Но вот уже солнце клонится к западу, и у меня не осталось времени сообщить тебе то, что тебя касается. Дело, о котором я хотел поговорить с тобой, имеет отношение именно к тебе, и дело это очень серьезное. Ты можешь избегнуть грозящей тебе опасности только с моей помощью и с помощью других лиц, которые, как и я, будут рисковать своей свободой, своей честью и своей жизнью ради твоего спасения.
— Возможно ли, дядя? — воскликнул Микеле. — Нет, пусть уж я один подвергался бы этой загадочной опасности, угрожающей мне без моего ведома! Неужто она висит и над вами? Неужто она грозит не только отцу? Не могу ли я один спасти его?
— Твоему отцу она тоже грозит, но тебе — больше всех. Не расспрашивай меня ни о чем, верь мне на слово. Я уже сказал, что ненавижу бесполезное насилие, но я не остановлюсь ни перед чем, если сочту это правильным и необходимым. Я должен помочь тебе и помогу. Ни ты, ни твой отец ничего не сможете сделать без помощи капуцина со склонов Этны и остатков банды Дестаторе. Все уже подготовлено. Прости меня за то, что, прежде чем решиться на серьезное дело, я захотел узнать, насколько ты заслуживаешь преданности тех, кто может спасти тебя. Окажись ты простым себялюбцем, я помог бы тебе бежать; но раз ты достоин называться сицилийцем, мы поможем тебе восторжествовать над судьбой.
— И вы мне не откроете…
— Я открою тебе только то, что ты должен знать. Мне не дозволено поступить иначе; и помни одно: пытаясь узнать больше, чем тебе могут сказать, ты только увеличишь грозящую нам опасность и усложнишь все дело. Так что, будь добр, положись во всем на старого дядюшку и умерь свое беспокойное и праздное ребяческое любопытство. Постарайся стать мужчиной к сегодняшнему вечеру, ибо сегодня же вечером тебе, возможно, придется действовать.
— Я прошу вас лишь об одном, дядя, — позаботиться о безопасности отца и сестры, прежде чем думать обо мне.
— Это уже сделано, сын мой: по первому же знаку твой отец найдет себе приют в горах, а сестра — у той дамы, что давала прошлой ночью бал. Но я слышу — звонят к вечерне. Пойду попрошу у настоятеля позволения отлучиться вместе с племянником по семейному делу. Он мне не откажет. Подожди меня у входа в церковь.
— А если откажет?
— Тогда придется его ослушаться; это, признаться, будет мне тягостно, и не из-за завтрашней епитемьи, а просто потому, что я не люблю нарушать свой долг.
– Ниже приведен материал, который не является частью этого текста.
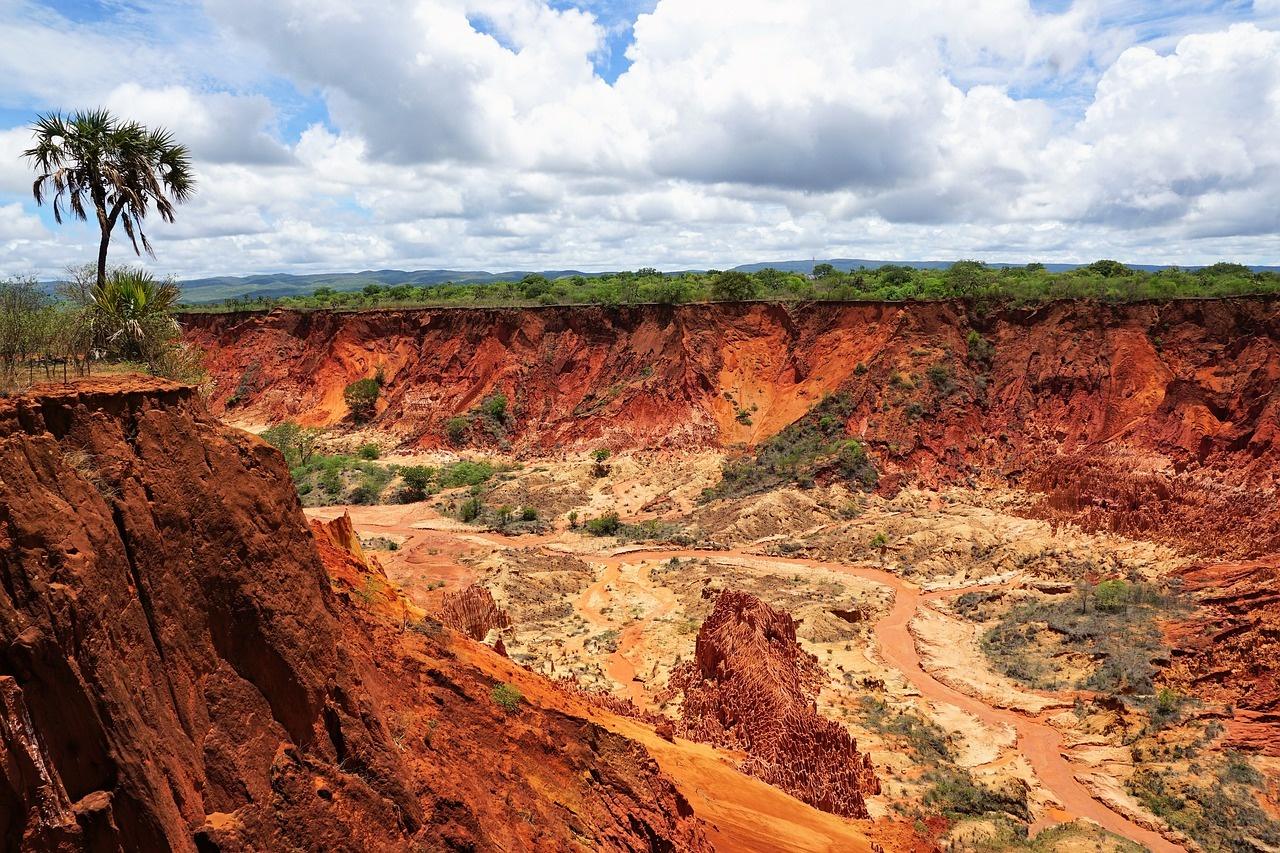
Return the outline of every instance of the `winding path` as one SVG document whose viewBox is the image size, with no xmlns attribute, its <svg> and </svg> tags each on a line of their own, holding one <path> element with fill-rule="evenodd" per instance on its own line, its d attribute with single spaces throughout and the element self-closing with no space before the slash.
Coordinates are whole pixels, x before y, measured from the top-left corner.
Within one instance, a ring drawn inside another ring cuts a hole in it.
<svg viewBox="0 0 1280 853">
<path fill-rule="evenodd" d="M 1061 733 L 1041 717 L 1005 708 L 992 707 L 980 699 L 961 693 L 929 675 L 920 663 L 915 639 L 911 637 L 910 622 L 922 606 L 925 594 L 915 584 L 908 583 L 879 569 L 864 569 L 826 564 L 817 560 L 797 560 L 783 557 L 762 557 L 740 551 L 632 551 L 625 555 L 628 560 L 668 560 L 680 558 L 724 558 L 768 562 L 773 565 L 806 566 L 836 571 L 888 587 L 893 590 L 893 607 L 883 619 L 876 622 L 876 640 L 884 662 L 896 669 L 924 697 L 934 702 L 945 702 L 972 713 L 991 725 L 1007 725 L 1018 733 L 1018 751 L 1027 757 L 1041 784 L 1057 798 L 1065 816 L 1084 817 L 1100 826 L 1146 845 L 1153 853 L 1184 853 L 1185 848 L 1174 844 L 1164 835 L 1139 826 L 1106 803 L 1093 797 L 1075 777 L 1071 763 L 1062 754 Z M 933 593 L 929 593 L 933 596 Z M 1041 829 L 1041 826 L 1033 827 Z"/>
<path fill-rule="evenodd" d="M 340 510 L 342 507 L 337 508 Z M 389 519 L 381 520 L 389 521 Z M 396 521 L 399 523 L 397 524 Z M 396 521 L 392 521 L 390 524 L 357 521 L 357 524 L 361 528 L 372 528 L 374 530 L 388 533 L 394 532 L 402 535 L 422 533 L 421 528 L 411 528 L 399 519 Z M 463 534 L 460 533 L 458 535 Z M 470 535 L 466 538 L 471 538 L 472 540 L 480 539 L 495 547 L 538 547 L 548 544 L 553 537 L 509 538 L 498 534 L 483 534 Z M 905 581 L 897 575 L 879 569 L 845 566 L 841 564 L 828 564 L 817 560 L 764 557 L 741 551 L 625 551 L 613 555 L 593 555 L 591 557 L 588 557 L 593 562 L 603 565 L 604 573 L 602 573 L 600 579 L 584 590 L 575 602 L 579 612 L 582 613 L 588 621 L 591 621 L 595 625 L 611 624 L 609 620 L 600 613 L 603 605 L 598 602 L 602 598 L 607 601 L 611 597 L 608 584 L 616 584 L 622 578 L 622 566 L 626 564 L 639 564 L 645 561 L 663 561 L 672 557 L 682 560 L 723 560 L 726 557 L 731 557 L 744 562 L 823 569 L 888 587 L 893 590 L 893 606 L 886 616 L 876 622 L 874 628 L 876 640 L 879 646 L 881 656 L 888 666 L 892 666 L 901 672 L 902 676 L 913 684 L 922 695 L 933 702 L 951 704 L 993 726 L 1006 725 L 1012 727 L 1018 733 L 1018 752 L 1027 757 L 1041 784 L 1051 794 L 1053 794 L 1059 803 L 1061 803 L 1061 811 L 1065 820 L 1076 817 L 1091 820 L 1117 835 L 1146 845 L 1153 853 L 1185 853 L 1185 848 L 1174 844 L 1151 829 L 1135 824 L 1119 812 L 1112 811 L 1106 803 L 1093 797 L 1093 794 L 1089 793 L 1089 790 L 1075 777 L 1075 771 L 1073 770 L 1071 763 L 1062 754 L 1062 735 L 1044 720 L 1044 715 L 1037 717 L 1018 711 L 989 706 L 975 697 L 961 693 L 960 690 L 943 684 L 924 670 L 920 662 L 919 652 L 915 647 L 915 639 L 911 637 L 909 628 L 911 619 L 915 616 L 916 610 L 923 606 L 924 599 L 938 598 L 945 594 L 950 594 L 951 590 L 924 593 L 915 584 Z M 608 665 L 605 667 L 609 678 L 622 684 L 627 695 L 641 706 L 648 706 L 649 699 L 644 692 L 644 686 L 635 681 L 635 665 L 627 657 L 627 653 L 634 651 L 634 648 L 643 642 L 644 629 L 654 619 L 658 619 L 660 615 L 667 612 L 675 603 L 673 598 L 671 601 L 660 596 L 658 598 L 659 601 L 657 602 L 657 607 L 644 620 L 627 626 L 623 630 L 618 639 L 617 651 L 609 656 Z M 1033 827 L 1033 830 L 1041 829 L 1047 822 L 1050 821 L 1042 821 L 1039 825 Z"/>
</svg>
Для старого солдата выполнение приказа — закон.
Через пять минут фра Анджело присоединился к Микеле у входа в церковь.
— Разрешил, — сказал он, — но мне предписано, дабы возместить должное господу, проявить свое благочестие, совершив краткую молитву перед алтарем богоматери. Это самое меньшее, что может потребовать от меня настоятель за то, что я пропущу вечернюю службу. Пойдем, юноша, помолимся вместе: вреда это тебе не принесет, а сил прибавит.
Микеле последовал за монахом к подножию алтаря. Заходящее солнце зажигало огнем цветные витражи и усеивало рубинами и сапфирами плиты пола, на которых монах преклонил колена. Микеле тоже опустился на колени и смотрел, с каким жаром и простодушием молится его дядя.
Одно из стекол было огненного цвета, и проходящие через него солнечные лучи, падая прямо на бритую голову монаха, окружали ее сиянием, и она казалась объятой пламенем. Юный художник, охваченный уважением и восторгом, созерцал это благородное лицо, энергичное и простодушное, в минуту смиренной, чистосердечной молитвы, и сам тоже, тронутый до глубины души, начал молиться за родину, за своих близких и за себя с верой и чистотой, каких не знал с самого детства.